Support from Professor Baker included mentoring the Island Harare clinical team during its weekly meeting to manage complex cases.

This was followed by home visits, hospital visits, and a series of lectures and meetings with clinicians that work at A4 Special, Parirenatwa Hospital, the only dedicated unit in Zimbabwe that supports children with cancer and associated blood disorders.

Island has for several years worked side by side with the clinicians on the ward to support children living with cancer and associated blood disorders.

Those that attended Professor Baker’s lectures and interacted with him during his time in Zimbabwe have reported to Island that it was productive, inspiring and has resulted in a number of important insights including a deeper understanding of palliative care and its importance in improving quality of life among children facing serious illness.

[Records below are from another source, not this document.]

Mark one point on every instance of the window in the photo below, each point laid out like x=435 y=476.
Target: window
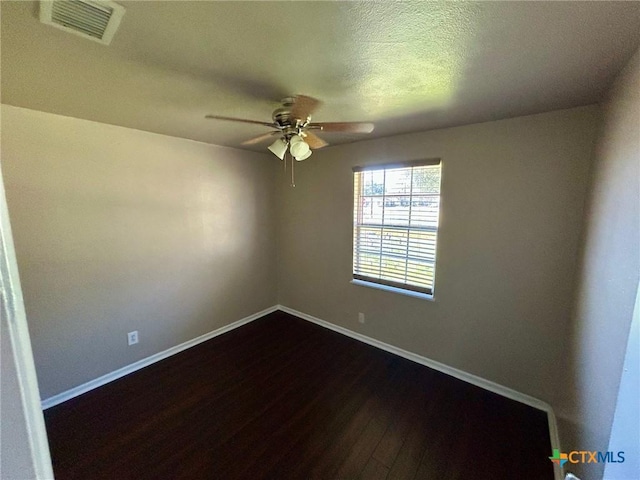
x=395 y=225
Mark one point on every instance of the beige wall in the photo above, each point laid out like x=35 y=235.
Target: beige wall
x=512 y=208
x=608 y=277
x=119 y=230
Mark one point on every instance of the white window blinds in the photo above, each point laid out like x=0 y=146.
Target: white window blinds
x=395 y=225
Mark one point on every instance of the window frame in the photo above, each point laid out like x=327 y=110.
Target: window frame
x=380 y=283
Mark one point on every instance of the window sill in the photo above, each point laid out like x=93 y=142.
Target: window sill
x=401 y=291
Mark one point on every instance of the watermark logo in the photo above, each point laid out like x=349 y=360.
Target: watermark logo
x=582 y=456
x=559 y=458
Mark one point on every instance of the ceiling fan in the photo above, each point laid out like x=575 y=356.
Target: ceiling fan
x=293 y=127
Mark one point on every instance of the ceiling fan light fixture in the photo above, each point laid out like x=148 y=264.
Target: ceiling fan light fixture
x=278 y=148
x=298 y=147
x=305 y=156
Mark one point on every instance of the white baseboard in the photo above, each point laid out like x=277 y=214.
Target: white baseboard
x=121 y=372
x=454 y=372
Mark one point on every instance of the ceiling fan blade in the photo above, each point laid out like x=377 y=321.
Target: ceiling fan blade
x=345 y=127
x=304 y=106
x=231 y=119
x=314 y=141
x=260 y=138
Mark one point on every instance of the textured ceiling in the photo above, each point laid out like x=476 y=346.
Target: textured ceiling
x=406 y=66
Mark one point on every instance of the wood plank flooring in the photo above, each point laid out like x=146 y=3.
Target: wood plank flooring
x=281 y=398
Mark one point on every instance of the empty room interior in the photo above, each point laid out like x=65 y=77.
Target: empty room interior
x=320 y=240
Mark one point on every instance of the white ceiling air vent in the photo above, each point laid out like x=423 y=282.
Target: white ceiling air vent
x=94 y=19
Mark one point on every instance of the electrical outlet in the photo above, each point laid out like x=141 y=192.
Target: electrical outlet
x=132 y=337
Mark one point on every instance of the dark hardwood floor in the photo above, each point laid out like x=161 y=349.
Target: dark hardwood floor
x=281 y=398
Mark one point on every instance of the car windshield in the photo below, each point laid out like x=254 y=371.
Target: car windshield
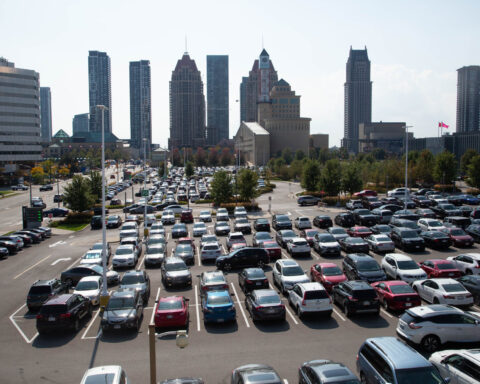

Professor Baker in a few short days opened minds and hearts to palliative care in a way not seen before.

Presenting hard facts and data about the impact of palliative care while sharing the real stories of children and families under Professor Bakers care transformed minds and hearts.

This visit was important for Island and Zimbabwe. A recent study identified approximately 210,850 children in Zimbabwe who need access to palliative care, with approximately 80,000 needing specialist palliative care i.e. 113.3 per 10,000 children in need, with less than 1% actually receiving such care.

The partnership with St Jude’s will support Island’s work with children living with cancer and associated blood disorders AND other conditions including HIV.

Zimbabwe is in a very interesting place currently and this partnership is both timely and needed. Of note is that Island is providing technical support to the Ministry of Health & Child Care in integrating palliative care into the health delivery system.

St Jude’s has successfully integrated palliative care into its care and this will help Zimbabwe at facility level and nationally as the country moves to providing palliative care for all children in need of this service.